A selection of integrative seminars designed to investigate the presuppositions, structures and images that underlie the human attempt to understand and participate in the world. Each seminar will focus on a theme of general scope and significance and, in so doing, will enable students to come to a reflective understanding of their own assumptions and values in the context of what they have encountered in their previous years of study. Emphasis will be placed on student discussion and active integration of material through written work and class presentations.
PHL 420. Advanced Argumentative Writing. 3 Credit Hours.
The purpose of this seminar is to guide students through the difficult process of bringing a philosophical argument to life. Over the course of the semester, students will work on refining and presenting a piece of philosophical writing [approximately 15-20 pages]. Students will review the rudiments of philosophical prose, and they will be guided through the proces of revising, getting feedback, and revising yet again. They will practice presenting their work to others, as well as giving feedback on the work of others. Thus, students will learn what it means to work independently in a community of other philosophers. DOES NOT FULFILL OLD CORE REL/PHL SEMINAR REQUIREMENT.

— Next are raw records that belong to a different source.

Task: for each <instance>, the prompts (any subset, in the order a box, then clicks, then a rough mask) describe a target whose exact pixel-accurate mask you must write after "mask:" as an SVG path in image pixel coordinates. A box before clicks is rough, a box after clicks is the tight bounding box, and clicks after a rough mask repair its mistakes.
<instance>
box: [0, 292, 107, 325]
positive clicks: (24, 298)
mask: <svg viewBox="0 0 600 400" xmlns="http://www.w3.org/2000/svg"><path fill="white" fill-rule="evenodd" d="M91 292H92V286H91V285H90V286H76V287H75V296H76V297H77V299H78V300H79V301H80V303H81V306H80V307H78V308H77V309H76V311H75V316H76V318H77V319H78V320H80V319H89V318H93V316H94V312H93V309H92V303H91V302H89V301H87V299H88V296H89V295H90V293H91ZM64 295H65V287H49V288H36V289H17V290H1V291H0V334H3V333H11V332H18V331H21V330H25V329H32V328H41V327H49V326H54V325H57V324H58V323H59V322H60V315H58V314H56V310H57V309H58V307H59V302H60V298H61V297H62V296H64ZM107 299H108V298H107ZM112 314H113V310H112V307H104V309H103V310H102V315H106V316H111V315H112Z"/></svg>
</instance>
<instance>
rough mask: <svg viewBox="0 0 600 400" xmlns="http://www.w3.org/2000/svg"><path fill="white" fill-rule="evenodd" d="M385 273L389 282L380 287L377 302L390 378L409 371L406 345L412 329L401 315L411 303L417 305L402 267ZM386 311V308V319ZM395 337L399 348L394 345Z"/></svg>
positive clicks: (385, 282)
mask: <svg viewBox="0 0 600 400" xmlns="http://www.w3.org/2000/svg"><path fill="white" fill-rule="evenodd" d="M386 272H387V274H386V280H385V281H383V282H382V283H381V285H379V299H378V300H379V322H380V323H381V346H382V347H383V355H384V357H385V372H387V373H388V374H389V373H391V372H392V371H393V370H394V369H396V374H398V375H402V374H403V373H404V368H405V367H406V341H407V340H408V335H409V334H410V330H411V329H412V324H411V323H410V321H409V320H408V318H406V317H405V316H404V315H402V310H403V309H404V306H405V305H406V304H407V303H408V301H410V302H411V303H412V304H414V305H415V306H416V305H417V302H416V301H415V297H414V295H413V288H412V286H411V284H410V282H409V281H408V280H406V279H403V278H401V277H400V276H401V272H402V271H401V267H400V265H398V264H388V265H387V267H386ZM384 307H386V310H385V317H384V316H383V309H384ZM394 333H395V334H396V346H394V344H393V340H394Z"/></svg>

PHL 480. Why Do Humans Write?. 3 Credit Hours.
Special Topics: This course explores the ways various human needs have shaped the medium of writing and, in turn, been shaped by it. Examining ancient and medieval writing systems and modern multimedia, we will ask how various modes of writing have changed how we understand what it means to be human.
PHL 490. Research in Philosophy. 3-6 Credit Hours.
An upper-class philosophy major who wishes to write a substantial philosophical essay on a topic already studied in a philosophy elective should submit a proposal to this effect prior to registration. The proposal, indicating the topic to be researched, the number of credits sought and the schedule of supervision, must be approved by the research director, the department chair and the academic dean. The proposal will be kept on file in the academic dean's office. (F).